Request for Assistance: Accessing Old and New Content of Revisions in Aspose

Dear Aspose Support Team,

I hope this message finds you well. Our team is currently working on a project that involves the extraction of old and new content from revisions within DOCX files using Aspose for Python. We have found Aspose to be a reliable tool for document processing, and we believe it can help us achieve our specific objectives.

To provide you with more context, our primary goal is to retrieve the old content and new content of revisions within DOCX files. We aim to access and store this content for further analysis and processing.

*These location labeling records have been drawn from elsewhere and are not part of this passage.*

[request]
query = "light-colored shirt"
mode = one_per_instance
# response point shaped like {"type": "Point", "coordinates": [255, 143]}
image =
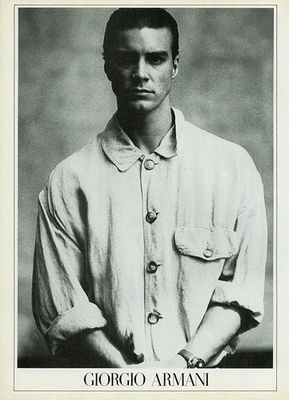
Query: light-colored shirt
{"type": "Point", "coordinates": [143, 244]}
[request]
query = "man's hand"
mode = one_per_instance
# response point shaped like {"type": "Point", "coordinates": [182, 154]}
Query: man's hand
{"type": "Point", "coordinates": [176, 362]}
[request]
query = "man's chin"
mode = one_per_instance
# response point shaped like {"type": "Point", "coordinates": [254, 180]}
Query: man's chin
{"type": "Point", "coordinates": [140, 107]}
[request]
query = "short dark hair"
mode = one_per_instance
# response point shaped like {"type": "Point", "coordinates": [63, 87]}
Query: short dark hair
{"type": "Point", "coordinates": [128, 18]}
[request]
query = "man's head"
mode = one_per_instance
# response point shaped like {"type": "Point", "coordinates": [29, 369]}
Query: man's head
{"type": "Point", "coordinates": [140, 50]}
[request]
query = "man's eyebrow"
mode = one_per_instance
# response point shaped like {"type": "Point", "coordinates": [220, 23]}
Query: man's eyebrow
{"type": "Point", "coordinates": [155, 52]}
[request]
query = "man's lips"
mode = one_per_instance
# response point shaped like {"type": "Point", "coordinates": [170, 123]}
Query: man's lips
{"type": "Point", "coordinates": [141, 91]}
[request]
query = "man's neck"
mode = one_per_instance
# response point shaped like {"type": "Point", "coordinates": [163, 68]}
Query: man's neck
{"type": "Point", "coordinates": [146, 130]}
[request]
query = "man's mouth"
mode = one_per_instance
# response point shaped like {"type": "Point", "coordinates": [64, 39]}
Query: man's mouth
{"type": "Point", "coordinates": [141, 91]}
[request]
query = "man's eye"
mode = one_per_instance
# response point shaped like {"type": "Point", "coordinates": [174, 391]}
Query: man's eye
{"type": "Point", "coordinates": [125, 59]}
{"type": "Point", "coordinates": [156, 59]}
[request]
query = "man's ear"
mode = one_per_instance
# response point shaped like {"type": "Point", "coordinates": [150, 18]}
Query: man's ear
{"type": "Point", "coordinates": [175, 66]}
{"type": "Point", "coordinates": [107, 69]}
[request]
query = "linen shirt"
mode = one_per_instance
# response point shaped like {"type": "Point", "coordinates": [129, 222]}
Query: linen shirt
{"type": "Point", "coordinates": [144, 244]}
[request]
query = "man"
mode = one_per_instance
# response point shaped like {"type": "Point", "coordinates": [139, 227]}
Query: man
{"type": "Point", "coordinates": [151, 241]}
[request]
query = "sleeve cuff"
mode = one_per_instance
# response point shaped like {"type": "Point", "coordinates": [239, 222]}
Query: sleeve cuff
{"type": "Point", "coordinates": [71, 322]}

Having reviewed the Aspose documentation and code samples, we kindly request your expert guidance and support to help us achieve the following objectives:

  1. Retrieve the old content and new content of revisions within DOCX files using Aspose for Python.
  2. Access and store this content in a structured format for subsequent analysis and processing.

If there are any specific Aspose APIs, methods, or code examples that you could recommend to efficiently extract the old and new content from DOCX file revisions, it would be greatly appreciated.

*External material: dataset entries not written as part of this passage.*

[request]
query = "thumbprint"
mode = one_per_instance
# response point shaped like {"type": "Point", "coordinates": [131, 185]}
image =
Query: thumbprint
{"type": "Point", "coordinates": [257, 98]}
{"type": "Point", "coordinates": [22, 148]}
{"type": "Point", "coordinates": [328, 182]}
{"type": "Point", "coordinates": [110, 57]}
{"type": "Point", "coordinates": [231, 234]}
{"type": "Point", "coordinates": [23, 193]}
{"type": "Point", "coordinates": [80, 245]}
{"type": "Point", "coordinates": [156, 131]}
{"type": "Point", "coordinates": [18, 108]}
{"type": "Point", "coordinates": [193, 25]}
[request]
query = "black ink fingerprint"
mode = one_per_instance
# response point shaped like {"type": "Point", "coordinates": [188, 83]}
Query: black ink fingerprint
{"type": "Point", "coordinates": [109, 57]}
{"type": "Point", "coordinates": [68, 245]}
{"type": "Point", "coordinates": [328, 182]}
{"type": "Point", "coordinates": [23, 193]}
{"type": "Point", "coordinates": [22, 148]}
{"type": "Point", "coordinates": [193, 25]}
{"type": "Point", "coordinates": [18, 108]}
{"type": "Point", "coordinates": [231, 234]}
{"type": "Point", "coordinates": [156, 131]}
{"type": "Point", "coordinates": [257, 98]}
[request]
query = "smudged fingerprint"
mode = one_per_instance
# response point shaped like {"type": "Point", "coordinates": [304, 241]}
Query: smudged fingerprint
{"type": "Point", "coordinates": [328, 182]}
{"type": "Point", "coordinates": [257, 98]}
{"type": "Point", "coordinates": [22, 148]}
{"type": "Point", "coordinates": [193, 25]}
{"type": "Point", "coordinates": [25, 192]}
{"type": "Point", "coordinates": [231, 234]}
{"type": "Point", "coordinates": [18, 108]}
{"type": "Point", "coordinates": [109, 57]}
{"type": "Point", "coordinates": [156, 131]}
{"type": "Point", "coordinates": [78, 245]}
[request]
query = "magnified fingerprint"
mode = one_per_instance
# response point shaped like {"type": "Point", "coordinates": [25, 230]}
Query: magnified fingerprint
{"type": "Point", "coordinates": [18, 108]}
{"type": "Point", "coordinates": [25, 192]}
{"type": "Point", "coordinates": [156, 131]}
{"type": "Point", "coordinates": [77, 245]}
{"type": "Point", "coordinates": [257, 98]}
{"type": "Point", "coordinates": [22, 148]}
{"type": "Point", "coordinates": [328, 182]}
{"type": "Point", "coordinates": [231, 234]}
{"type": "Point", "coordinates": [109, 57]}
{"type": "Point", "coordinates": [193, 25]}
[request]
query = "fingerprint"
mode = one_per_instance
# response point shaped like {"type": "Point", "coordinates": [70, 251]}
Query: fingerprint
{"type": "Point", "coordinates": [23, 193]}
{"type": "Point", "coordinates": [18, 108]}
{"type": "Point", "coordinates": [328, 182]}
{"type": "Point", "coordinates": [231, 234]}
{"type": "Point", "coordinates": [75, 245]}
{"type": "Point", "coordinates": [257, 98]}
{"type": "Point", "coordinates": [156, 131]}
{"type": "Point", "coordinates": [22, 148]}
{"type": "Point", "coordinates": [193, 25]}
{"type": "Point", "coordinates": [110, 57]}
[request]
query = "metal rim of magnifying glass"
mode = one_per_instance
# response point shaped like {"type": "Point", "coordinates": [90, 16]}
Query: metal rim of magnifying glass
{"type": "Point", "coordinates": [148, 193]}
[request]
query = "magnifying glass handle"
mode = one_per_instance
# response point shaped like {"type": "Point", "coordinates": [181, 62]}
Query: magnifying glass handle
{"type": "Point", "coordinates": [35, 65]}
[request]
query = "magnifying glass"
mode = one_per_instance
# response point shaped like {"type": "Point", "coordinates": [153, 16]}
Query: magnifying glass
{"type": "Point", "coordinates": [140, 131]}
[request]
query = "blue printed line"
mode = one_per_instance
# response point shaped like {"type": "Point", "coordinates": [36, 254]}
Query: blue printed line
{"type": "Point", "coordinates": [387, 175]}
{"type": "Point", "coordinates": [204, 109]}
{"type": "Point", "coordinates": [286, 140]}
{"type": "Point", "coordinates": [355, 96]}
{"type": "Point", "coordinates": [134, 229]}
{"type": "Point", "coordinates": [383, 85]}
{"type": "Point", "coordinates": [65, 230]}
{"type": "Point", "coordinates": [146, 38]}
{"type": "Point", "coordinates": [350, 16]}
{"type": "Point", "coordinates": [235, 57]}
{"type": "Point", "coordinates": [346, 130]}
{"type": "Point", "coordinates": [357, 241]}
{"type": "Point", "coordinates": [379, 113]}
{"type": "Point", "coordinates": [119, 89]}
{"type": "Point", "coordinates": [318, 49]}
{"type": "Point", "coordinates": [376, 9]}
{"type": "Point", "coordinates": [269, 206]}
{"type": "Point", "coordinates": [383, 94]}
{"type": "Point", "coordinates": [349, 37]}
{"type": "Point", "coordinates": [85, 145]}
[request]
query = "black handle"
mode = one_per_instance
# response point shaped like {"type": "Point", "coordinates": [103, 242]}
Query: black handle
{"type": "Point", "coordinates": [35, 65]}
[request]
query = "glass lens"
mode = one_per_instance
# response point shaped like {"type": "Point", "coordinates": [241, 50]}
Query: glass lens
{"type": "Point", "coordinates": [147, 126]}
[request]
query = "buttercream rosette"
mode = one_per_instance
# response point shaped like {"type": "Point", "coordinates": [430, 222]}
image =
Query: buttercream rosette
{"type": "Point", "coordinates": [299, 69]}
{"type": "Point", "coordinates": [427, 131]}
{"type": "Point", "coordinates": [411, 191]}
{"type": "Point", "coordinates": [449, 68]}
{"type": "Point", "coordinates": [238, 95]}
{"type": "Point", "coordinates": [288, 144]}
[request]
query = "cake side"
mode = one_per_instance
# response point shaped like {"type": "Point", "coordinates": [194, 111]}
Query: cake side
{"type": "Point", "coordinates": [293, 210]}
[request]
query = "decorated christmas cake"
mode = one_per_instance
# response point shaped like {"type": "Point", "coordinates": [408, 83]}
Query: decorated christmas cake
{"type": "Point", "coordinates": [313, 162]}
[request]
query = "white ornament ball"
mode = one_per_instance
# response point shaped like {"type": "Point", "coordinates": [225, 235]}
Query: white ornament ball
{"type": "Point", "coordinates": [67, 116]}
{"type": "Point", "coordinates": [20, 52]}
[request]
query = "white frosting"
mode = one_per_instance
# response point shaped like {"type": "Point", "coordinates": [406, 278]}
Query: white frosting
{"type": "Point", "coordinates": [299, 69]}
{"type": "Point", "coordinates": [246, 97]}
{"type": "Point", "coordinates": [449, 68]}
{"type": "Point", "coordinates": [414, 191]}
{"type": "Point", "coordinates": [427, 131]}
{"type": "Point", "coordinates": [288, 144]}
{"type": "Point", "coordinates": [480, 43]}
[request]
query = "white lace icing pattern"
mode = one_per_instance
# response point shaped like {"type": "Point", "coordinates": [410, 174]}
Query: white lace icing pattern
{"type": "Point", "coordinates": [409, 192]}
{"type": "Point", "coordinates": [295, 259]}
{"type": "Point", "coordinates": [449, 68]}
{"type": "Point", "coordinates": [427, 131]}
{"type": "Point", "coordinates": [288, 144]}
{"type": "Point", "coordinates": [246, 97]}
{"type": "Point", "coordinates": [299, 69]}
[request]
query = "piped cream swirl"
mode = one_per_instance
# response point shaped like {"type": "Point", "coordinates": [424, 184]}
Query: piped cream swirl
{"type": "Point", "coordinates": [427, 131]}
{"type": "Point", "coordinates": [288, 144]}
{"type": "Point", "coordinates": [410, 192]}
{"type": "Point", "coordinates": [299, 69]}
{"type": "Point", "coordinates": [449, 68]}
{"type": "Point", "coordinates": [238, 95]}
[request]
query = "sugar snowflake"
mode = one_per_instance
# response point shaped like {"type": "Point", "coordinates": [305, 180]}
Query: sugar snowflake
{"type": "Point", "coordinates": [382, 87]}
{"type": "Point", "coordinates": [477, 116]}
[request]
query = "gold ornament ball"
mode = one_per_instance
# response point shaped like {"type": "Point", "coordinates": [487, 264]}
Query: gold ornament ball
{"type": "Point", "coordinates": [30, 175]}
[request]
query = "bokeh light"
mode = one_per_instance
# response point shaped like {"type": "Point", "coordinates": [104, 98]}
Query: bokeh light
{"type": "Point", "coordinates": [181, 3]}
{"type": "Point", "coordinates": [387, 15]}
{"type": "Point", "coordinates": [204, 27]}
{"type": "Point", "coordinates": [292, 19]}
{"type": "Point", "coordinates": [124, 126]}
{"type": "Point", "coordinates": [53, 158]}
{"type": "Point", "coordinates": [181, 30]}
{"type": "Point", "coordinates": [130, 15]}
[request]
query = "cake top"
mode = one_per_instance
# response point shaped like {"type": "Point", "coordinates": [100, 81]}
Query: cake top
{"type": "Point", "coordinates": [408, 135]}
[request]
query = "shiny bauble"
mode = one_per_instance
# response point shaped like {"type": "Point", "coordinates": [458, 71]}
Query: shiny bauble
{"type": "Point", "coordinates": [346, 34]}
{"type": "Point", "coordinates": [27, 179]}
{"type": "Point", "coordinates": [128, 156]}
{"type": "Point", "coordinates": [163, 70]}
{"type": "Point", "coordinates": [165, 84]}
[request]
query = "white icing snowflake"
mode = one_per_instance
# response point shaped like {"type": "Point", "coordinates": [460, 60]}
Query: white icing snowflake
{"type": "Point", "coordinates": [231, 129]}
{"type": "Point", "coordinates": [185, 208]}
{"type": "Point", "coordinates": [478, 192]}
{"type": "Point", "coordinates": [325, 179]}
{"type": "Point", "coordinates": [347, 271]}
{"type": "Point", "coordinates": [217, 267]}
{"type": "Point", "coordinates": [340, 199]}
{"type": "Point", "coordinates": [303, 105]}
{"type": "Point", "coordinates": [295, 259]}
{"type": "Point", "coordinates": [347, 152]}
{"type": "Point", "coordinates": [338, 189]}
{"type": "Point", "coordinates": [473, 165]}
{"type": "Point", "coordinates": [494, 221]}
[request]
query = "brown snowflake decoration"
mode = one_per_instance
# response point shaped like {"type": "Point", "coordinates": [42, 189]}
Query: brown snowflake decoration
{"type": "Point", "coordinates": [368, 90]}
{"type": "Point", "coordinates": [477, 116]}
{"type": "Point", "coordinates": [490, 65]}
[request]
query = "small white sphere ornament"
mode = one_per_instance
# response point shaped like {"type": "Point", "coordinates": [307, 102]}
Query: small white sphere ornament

Additionally, if there are any best practices or considerations unique to working with DOCX file revisions using Aspose, we would be eager to learn from your expertise.

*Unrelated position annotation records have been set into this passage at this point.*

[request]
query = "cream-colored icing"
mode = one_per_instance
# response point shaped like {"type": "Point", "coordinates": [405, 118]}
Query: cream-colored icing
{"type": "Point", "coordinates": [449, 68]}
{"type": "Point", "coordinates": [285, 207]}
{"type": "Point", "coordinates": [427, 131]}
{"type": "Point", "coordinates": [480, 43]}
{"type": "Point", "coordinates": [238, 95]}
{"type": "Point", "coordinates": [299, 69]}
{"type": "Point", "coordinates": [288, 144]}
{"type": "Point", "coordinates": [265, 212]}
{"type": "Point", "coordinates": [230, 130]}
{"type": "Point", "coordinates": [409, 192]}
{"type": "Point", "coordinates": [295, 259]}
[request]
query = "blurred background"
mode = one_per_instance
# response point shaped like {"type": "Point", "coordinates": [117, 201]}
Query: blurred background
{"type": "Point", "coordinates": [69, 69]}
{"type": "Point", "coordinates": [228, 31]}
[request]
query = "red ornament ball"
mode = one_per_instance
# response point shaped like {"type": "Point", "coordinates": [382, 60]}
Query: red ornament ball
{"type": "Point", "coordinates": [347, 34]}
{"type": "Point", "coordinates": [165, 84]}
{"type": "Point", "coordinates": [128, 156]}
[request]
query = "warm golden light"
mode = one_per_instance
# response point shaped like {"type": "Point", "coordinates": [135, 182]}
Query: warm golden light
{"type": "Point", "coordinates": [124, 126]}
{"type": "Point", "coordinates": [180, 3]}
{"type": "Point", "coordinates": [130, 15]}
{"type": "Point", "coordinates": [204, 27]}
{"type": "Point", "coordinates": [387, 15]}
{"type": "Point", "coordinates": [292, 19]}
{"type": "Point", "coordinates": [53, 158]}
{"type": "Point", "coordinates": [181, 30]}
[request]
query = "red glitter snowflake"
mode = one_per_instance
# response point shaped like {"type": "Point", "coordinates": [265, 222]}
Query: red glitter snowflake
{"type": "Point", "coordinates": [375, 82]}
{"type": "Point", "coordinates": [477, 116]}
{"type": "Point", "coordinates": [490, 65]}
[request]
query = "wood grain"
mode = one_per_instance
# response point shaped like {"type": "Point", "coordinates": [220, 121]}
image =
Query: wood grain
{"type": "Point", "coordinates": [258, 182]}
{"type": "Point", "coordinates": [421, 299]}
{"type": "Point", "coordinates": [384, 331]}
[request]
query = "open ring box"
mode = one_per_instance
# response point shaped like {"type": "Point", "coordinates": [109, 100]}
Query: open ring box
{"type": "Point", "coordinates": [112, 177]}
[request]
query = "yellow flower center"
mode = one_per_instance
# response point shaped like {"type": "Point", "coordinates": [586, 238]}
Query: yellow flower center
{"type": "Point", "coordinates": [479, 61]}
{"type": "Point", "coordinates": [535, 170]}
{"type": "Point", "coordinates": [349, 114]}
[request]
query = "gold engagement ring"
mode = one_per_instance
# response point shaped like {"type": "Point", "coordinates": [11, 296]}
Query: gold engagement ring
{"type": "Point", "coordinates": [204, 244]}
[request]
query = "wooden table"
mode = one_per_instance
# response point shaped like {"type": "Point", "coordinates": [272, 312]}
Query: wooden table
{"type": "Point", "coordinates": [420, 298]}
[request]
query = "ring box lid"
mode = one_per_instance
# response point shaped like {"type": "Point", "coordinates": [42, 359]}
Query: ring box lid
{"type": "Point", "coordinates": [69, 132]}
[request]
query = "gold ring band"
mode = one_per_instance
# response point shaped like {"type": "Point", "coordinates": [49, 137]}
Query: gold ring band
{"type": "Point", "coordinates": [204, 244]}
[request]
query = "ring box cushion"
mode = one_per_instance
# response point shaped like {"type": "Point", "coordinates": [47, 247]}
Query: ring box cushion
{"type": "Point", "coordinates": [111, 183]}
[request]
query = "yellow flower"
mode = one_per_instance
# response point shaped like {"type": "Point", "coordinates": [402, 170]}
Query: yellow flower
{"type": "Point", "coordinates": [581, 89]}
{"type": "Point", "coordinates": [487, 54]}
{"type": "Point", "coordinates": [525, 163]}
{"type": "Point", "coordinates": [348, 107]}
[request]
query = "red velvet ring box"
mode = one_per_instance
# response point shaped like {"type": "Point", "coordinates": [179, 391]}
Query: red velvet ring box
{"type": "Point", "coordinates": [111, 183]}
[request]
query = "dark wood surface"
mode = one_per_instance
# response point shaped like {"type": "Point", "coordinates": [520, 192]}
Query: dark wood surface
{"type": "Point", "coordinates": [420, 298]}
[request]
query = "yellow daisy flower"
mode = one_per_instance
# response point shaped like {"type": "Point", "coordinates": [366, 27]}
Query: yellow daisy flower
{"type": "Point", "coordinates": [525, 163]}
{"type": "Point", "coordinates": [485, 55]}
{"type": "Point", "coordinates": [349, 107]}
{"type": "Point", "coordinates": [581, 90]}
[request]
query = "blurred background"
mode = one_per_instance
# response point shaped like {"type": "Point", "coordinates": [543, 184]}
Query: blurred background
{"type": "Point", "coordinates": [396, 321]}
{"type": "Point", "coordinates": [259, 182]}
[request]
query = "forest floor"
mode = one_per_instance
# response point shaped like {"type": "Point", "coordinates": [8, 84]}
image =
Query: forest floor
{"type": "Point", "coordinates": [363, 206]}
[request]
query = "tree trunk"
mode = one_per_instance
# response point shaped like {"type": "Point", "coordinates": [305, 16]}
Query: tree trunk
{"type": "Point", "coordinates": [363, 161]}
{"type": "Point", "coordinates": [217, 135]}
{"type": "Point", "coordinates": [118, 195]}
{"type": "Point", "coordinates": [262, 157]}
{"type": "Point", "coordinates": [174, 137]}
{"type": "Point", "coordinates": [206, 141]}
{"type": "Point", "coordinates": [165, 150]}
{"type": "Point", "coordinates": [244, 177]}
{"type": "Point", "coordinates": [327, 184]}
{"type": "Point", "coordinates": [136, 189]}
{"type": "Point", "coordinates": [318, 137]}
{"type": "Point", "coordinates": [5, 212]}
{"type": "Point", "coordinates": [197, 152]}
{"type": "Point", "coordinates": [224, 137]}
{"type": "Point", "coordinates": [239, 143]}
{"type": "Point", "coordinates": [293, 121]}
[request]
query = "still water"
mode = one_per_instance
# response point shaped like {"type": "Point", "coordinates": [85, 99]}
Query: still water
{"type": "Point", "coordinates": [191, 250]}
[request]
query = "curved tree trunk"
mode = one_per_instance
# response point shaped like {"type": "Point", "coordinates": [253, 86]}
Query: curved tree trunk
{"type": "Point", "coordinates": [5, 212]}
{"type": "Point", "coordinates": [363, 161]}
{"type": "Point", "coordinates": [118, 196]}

Please let us know if you require any additional information about our project or the specific DOCX files we are working with. Your prompt assistance will be invaluable to us, and we look forward to your guidance and support in achieving our goals.

Thank you for your time and expertise in advance. We are enthusiastic about using Aspose to enhance our DOCX file revision analysis.

Example for reference
We have tried using doc.revisions but its not giving proper old and new text
By old text we mean in track changes the text which is deleted its showing in track changes and by new text we mean to have update text
U can do compare merge on any two files and check for reference

@alexey.noskov can u help us on this??

@cacglo You can access revisions in the document using Document.revisions collection. But in MS Word revisions usually are grouped. So to access revisions in the same way as they are represented in MS Word, it is more convenient to use RevisionGroup. For example see the following code:

doc = aw.Document("C:\\Temp\\in.docx")
for group in doc.revisions.groups:
    print(f"Revision author: {group.author};\r\nRevision type: {group.revision_type}\r\nRevision text: {group.text}")
    print("=============================")

RevisionGroup.revision_type property you can determine type of revision.

we have used this but we need to know that. this is the old text and this new text against it

we need to create a dictionary which is having
{oldtext: new text}

The order in which we are getting this is not appropriate

@cacglo I am afraid, MS Word document revisions does not have information about relations between inserted and deleted text. So Aspose.Words also cannot provide such information.

@alexey.noskov Is there any way that we could keep only revision text in the document and remove all the not changed text ???

@cacglo You can use Inline.is_delete_revision, Inline.is_insert_revision, Inline.is_format_revision, Inline.is_move_from_revision and Inline.is_move_to_revision to check whether inline node has revision. Paragraph node has similar properties. So you can loop through the nodes in the document and remove them if node is not revision.